Pump Up The Jam?

Twas the month before Christmas when the world's central banks decided to pump up the jam:
The world's major central banks made it easier Wednesday for banks to get dollars if they need them, a coordinated move to ease the strains on the global financial system. Stock markets rose sharply on the move.

The European Central Bank, U.S. Federal Reserve, the Bank of England and the central banks of Canada, Japan and Switzerland are all taking part in the operation, which is designed to "enhance their capacity to provide liquidity support to the global financial system."

The European Central Bank said in a statement the central banks were making it cheaper for banks to get U.S. dollar liquidity when they need it, starting next Monday. They are also taking steps to ensure banks can get ready money in any currency if market conditions warrant by establishing a temporary network of reciprocal swap lines.

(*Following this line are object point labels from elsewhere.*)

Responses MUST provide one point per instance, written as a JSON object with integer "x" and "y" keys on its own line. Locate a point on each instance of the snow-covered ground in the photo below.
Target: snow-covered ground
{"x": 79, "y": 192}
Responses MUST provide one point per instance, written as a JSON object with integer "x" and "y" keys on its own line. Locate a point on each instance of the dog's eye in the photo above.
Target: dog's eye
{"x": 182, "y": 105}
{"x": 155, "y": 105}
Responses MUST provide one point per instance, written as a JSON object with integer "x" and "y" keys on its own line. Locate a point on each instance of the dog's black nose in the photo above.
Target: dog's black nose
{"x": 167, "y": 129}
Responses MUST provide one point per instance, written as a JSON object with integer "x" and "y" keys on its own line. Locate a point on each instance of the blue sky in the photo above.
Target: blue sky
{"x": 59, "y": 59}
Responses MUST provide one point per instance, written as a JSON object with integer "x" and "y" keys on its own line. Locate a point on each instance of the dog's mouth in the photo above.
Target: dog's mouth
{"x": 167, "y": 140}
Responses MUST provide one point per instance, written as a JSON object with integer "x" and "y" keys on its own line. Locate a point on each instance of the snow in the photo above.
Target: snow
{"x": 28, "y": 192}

The ECB said the central banks have agreed to reduce the cost of temporary dollar loans to banks — called liquidity swaps — by a half percentage point. The new, lower rate will be applied to all central bank operations starting on Monday.

Stocks surged following the news. Germany's DAX was trading 4 percent higher as were Dow futures in New York.

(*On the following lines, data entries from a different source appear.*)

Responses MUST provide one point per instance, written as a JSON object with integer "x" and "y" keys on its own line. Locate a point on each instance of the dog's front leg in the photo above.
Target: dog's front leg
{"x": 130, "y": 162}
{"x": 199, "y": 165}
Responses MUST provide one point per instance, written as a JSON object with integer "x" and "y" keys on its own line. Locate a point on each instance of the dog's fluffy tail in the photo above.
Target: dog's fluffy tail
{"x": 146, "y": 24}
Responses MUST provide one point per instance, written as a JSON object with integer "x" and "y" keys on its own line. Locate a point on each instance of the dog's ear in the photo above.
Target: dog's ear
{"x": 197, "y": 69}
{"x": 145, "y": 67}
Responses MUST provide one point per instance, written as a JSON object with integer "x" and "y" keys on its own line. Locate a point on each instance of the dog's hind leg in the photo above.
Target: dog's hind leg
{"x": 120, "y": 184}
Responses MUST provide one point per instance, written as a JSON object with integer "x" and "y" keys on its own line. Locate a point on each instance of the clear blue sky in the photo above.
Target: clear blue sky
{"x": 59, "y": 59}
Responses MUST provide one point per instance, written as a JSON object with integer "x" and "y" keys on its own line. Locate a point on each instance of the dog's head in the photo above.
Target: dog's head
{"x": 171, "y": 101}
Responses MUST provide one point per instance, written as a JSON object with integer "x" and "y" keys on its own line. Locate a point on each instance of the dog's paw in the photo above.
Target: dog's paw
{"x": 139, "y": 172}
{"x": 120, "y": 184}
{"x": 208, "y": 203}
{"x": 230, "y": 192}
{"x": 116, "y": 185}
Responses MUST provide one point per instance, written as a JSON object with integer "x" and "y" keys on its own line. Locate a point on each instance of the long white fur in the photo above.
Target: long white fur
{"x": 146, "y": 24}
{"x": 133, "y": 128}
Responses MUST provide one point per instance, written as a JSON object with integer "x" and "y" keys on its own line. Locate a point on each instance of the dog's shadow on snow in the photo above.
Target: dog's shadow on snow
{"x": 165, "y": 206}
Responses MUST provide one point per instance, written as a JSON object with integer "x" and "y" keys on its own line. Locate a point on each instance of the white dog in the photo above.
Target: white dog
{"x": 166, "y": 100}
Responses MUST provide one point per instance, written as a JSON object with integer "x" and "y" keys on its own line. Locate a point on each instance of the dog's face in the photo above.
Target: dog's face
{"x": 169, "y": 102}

The financial system has been showing signs of entering another credit crunch like the one in 2008 as Europe's debt crisis has shown alarming signs of spreading. The possibility that one or more European governments might default on debt have raised fears of a shock to the global financial system that would lead to severe losses for banks and a contraction in lending.

Fears of more financial turmoil in Europe have already left some European banks dependent on central bank loans to fund their daily operations. Other banks are wary of lending to them for fear of not getting paid back.

Such constraints on interbank lending can hurt the wider economy by making less money available to lend to businesses.

Even China reduced its reserve ratio to spur bank loans:

China cut the amount of cash that banks must set aside as reserves for the first time since 2008 as Europe’s debt crisis dims the outlook for exports and growth.

Reserve ratios will decline by 50 basis points effective Dec. 5, the People’s Bank of China said in a statement on its website today. Before the announcement, the level was a record 21.5 percent for the biggest lenders, based on previous PBOC statements.

A government clampdown on property speculation has added to the risk of a deeper slowdown in the economy that contributes the most to global growth. Exports rose by the least in almost two years in October and inflation eased to 5.5 percent, the smallest gain in five months.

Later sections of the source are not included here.